High Performance Computing vs Quantum Computing for Neural Networks supporting Artificial Intelligence
Pace University
Status: Complete

A personalized learning system that adapts to learners' interests, needs, prior knowledge, and available resources is possible with artificial intelligence (AI) that utilizes natural language processing in neural networks. These deep learning neural networks can run on high performance computers (HPC) or on quantum computers (QC). Both HPC and QC are emergent technologies. Understanding both systems well enough to select which is more effective for a deep learning AI program, and show that understanding through example, is the ultimate goal of this project. The entry to learning technologies such as HPC and QC is narrow at present because it relies on classical education methods and mentoring. The gap between the knowledge workers needed, which is in high demand, and those with the expertise to teach, which is being achieved at a much slower rate, is widening. Here, an AI cognitive agent, trained via deep learning neural networks, can help in emergent technology subjects by assisting the instructor-learner pair with adaptive wisdom. We are building the foundations for this AI cognitive agent in this project.

The role of the student facilitator will involve optimizing a deep learning neural network, comparing and contrasting with the newest technologies, such as a quantum computer (and/or a quantum computer simulator) and a high performance computer and showing the efficiency of the different computing approaches. The student facilitator will perform these tasks at the rate described in the proposal. Milestone work will be displayed and shared publicly via posting to the Jupyter Notebooks on Google Colab and linked to regular Github uploads.

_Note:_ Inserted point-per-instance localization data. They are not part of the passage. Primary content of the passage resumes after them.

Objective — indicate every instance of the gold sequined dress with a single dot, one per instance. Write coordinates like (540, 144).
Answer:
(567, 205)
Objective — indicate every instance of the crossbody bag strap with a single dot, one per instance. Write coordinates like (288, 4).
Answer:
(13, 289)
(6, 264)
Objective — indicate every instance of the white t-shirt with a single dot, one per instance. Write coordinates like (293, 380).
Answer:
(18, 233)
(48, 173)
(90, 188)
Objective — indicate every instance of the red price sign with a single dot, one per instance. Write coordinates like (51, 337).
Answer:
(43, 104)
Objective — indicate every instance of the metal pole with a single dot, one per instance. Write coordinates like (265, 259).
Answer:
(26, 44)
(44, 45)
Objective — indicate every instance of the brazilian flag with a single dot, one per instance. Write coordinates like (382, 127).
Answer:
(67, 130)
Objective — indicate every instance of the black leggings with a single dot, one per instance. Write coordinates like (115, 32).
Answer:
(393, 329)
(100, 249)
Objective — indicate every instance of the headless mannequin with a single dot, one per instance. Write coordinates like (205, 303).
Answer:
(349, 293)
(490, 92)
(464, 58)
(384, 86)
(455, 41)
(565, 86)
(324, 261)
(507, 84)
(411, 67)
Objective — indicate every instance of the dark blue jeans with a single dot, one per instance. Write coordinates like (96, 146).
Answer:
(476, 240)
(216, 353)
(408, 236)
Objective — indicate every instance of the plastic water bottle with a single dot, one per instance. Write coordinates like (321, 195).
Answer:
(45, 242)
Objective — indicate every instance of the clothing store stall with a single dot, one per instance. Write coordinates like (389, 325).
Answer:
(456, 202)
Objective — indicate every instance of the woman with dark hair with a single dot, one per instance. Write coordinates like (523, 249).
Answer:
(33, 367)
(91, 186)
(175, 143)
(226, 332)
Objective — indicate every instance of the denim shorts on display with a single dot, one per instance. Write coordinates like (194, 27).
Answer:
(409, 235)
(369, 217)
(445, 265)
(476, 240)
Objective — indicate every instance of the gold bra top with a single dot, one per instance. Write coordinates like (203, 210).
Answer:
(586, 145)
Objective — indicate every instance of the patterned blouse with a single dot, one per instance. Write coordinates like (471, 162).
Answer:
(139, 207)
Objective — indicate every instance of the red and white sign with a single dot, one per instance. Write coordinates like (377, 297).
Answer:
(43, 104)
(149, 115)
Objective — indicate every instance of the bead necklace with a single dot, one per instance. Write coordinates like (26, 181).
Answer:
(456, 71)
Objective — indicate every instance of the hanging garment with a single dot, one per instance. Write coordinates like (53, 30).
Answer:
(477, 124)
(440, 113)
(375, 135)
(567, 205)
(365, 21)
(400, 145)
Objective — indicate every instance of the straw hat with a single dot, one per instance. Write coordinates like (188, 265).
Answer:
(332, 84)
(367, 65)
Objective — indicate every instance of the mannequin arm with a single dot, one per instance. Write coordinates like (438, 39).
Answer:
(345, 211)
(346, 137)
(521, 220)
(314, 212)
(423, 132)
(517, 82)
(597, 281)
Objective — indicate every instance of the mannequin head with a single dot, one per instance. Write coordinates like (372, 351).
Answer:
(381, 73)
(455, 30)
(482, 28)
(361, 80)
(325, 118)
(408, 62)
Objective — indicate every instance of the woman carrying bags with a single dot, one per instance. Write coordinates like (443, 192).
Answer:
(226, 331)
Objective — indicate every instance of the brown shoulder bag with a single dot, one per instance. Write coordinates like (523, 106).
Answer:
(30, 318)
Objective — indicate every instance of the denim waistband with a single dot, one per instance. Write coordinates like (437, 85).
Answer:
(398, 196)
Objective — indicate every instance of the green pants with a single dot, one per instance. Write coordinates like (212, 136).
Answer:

Developing Computational Labs for Upper Level Physical Chemistry II Course
Bridgewater State University
Status: Complete

Out of all the upper level chemistry courses, physical chemistry is the only course that provides an in-depth insight into the fundamental principles underpinning the concepts taught in various sub-disciplines of chemistry. Further, physical chemistry provides a connection between microscopic and macroscopic worlds of chemistry through mathematical models and experimental methods to test the validity of those models. Therefore, computational techniques are a perfect vehicle to teach content of physical chemistry course to undergraduate students. Additionally, American Chemical Society recommends computational chemistry to be incorporated into undergraduate chemistry curriculum. At Bridgewater State University (BSU) physical chemistry is a two-semester course referred to as 'physical chemistry I' and 'physical chemistry II'. While the overarching goal is to develop computational experiments (referred to as 'dry-labs'), project proposed here focuses on designing and developing dry labs for 'Physical Chemistry II' course at BSU. The inherently theoretical nature of this course along with its connection to wide range of spectroscopic techniques commonly used by chemists and physicists makes this course a perfect choice for assessing BSU students' reception to the idea of dry labs. It should be noted that there are no computational experiments in the current physical chemistry curriculum (both I and II) at BSU. The proposed project focuses on developing 4 - 6 computational experiments to be introduced (in spring 2018) as either stand-alone dry-lab experiments or accompany currently existing experiments. These dry labs will be developed on Gaussian 09 platform, which is currently installed on C3DDB server at MGHPCC. Finally, I also expect to make these experiments available to other New England instructors teaching physical chemistry II or equivalent course interested in incorporating computational chemistry into their curriculum.

UVM Art and AI Initiative
University of Vermont
Status: Complete

The UVM Art and AI Initiative is exploring approaches to artistic image production, comparing the results of StyleGAN and Genetic Algorithms*. More broadly, the project explores emerging artistic practices with Machine Learning and AI while referencing an artistic lineage to the artists Wassily Kandinsky, Jonn Cage and Yoko Ono; these artists employ(ed) instructions and systems in their non-digital artworks. Kandinsky distinguished systems and developed a science of aesthetics with the basic elements of point, line and plane; Cage used the oracle 'I Ching' like a computer to inform his compositional decisions; Ono writes poetic scores that turn her audience into active participants when they follow a series of imaginative instructions. Through this ongoing research and practice, we intend to join the larger conversation about art and A.I and design new curriculum for UVM undergraduate students.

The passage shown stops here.